Here's where we'll slowly move into actually testing the processors and respective chipsets.
The new Ivy Bridge based processors are a bit of a redesign alright with the die-shrink, and as a result they are energy friendly processors with a 77W (for the enthusiast models). What you'll notice a lot, is that in idle these things kick ass in matters of power consumption, whereas at peak TDP they behave quite normally.
In an IDLE state the PC (Z77 / 3770K / 8GB memory / GeForce GTX 580 / SSD) consumes 87 Watts on the motherboard. Mind you that we measure the ENTIRE PC, not just the processor's power consumption.
When we place load on the CPU and we see the power draw rise, the system now consumes roughly 152 Watts. This is with merely an SSD, memory and the GTX580 installed. Your average PC will draw a little more power if you add optical drives, HDDs, soundcards etc.
Overclocked power consumption remains very good at 228W @ 4800 MHz, we'll explain later.

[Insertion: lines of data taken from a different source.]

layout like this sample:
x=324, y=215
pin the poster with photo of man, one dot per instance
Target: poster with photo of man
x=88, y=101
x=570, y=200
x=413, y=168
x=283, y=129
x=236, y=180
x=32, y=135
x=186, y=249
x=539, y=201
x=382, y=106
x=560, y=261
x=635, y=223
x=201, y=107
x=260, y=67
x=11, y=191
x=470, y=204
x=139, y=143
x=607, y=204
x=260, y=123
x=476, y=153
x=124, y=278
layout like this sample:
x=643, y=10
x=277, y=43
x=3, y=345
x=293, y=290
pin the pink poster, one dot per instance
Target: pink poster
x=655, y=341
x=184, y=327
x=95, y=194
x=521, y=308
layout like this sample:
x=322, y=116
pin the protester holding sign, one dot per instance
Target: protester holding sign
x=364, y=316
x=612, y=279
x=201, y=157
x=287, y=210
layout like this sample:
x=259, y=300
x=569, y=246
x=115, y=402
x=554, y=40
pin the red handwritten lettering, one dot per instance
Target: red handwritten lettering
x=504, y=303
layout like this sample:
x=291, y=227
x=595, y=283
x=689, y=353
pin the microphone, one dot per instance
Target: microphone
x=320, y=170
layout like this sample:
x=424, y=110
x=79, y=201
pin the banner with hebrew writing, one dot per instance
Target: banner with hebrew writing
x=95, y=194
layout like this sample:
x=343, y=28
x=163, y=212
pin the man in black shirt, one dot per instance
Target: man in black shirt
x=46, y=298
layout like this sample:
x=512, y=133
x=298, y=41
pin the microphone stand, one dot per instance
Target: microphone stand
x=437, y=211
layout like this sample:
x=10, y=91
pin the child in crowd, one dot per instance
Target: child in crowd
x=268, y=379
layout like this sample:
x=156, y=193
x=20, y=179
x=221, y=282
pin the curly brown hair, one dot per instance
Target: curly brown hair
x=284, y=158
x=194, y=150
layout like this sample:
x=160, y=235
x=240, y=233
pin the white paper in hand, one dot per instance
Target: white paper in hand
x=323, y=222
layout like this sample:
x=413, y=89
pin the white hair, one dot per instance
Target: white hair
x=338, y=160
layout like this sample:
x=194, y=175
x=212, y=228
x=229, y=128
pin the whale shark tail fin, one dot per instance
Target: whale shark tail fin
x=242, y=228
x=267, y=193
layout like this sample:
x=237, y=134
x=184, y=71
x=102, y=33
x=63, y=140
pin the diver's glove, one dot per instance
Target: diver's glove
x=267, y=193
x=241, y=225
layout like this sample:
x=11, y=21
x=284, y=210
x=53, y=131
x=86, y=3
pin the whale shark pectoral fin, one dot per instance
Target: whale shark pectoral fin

Now if you are not planning a dedicated graphics card and will use the embedded IGP solely, then power consumption hauls ass. In IDLE we measured ~40 Watts and with processor load 100~110 Watt for the entire PC.
I want to make it very clear that power consumption measurements will differ per PC and setup. Your attached components use power but your motherboard can also have additional ICs installed like an audio controller, LUCID chips, network controllers, extra SATA controllers, extra USB controllers, and so on. These parts all consume power, so this is an indication.
Next to that, we stress all CPU cores 100% and thus show a PEAK power consumption. Unless you transcode video with the right software your overall/average power consumption will be much lower.